Eine weitere Gefahrenquelle für Motoröl lauert im Kühlwasser, das etwa durch eine defekt werdende Zylinderkopfdichtung langsam in den Ölraum eindringt. Die Schmiereigenschaften des Öls werden bereits durch einen geringen Wasseranteil extrem herabgesetzt.

Nach welchen Gesichtspunkten das Motoröl auswählen

Wer sein Motoröl im Zubehör kauft sollte bei neueren Motoren unbedingt darauf achten, dass die herstellerspezifischen Vorgaben vom Öl erfüllt werden und entsprechende Freigaben auf dem Gebinde aufgedruckt sind.
Ältere Fahrzeuge (Young- und Oldtimer) sind hinsichtlich Motoröl deutlich weniger empfindlich. Hier können die Öle nach den Viskositätsvorgaben gewählt werden.
Ob es dann ein Vollsynthetiköl sein muss, oder das gewöhnliche Mehrbereichsöl auf Mineralölbasis ausreicht, entscheidet der Einsatzbereich für das Fahrzeug. Wird der Motor im Betrieb tendenziell stärker belastet (etwa Motorsport, Tuning) sollte auch die Qualität des Öls entsprechend gewählt werden.

Zu wenig Motoröl, zuviel Motoröl – was kann passieren

Befindet sich zu wenig Öl im Motor, kann der ungünstigste Fall eintreten, dass die Ölpumpe etwa bei extremer Kurvenfahrt oder Bremsung nicht genügend Öl bekommt und Luft mit ansaugt.
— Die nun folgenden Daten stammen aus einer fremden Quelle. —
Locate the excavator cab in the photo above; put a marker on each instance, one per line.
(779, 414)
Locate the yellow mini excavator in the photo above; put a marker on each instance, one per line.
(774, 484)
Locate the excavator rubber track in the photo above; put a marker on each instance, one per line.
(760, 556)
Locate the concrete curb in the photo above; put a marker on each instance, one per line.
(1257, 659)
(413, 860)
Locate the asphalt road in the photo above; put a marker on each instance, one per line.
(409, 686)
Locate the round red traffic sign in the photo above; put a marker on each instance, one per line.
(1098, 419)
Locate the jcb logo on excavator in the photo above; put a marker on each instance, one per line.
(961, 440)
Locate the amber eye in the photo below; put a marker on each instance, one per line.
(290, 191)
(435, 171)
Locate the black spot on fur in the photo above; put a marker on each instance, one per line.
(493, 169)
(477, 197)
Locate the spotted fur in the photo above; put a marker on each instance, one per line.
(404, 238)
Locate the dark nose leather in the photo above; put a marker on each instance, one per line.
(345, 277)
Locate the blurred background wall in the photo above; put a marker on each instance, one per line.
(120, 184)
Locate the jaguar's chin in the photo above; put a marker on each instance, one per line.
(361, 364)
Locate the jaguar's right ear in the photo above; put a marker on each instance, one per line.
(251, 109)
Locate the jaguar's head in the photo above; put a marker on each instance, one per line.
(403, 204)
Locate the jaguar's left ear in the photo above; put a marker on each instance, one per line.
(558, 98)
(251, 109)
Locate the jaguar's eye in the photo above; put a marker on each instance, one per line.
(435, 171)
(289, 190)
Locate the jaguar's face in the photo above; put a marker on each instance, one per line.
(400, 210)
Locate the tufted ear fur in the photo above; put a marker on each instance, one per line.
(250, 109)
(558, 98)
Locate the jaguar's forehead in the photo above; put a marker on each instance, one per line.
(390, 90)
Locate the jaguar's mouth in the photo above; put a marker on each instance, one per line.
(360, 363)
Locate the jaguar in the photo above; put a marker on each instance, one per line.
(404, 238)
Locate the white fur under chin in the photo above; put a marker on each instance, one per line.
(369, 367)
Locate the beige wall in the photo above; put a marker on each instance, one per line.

Mögliche Folgen sind ein Riss des Ölfilms und daraus resultierender Lagerverschleiß.
Aber auch wer es zu gut meint und das Motoröl deutlich über die obere Markierung am Messstab auffüllt, riskiert Schäden am Kat, den Simmerringen und den Kolben.
Deshalb: Motoröl immer soweit auffüllen, dass man zwischen den beiden Markierungen am Ölmessstab liegt.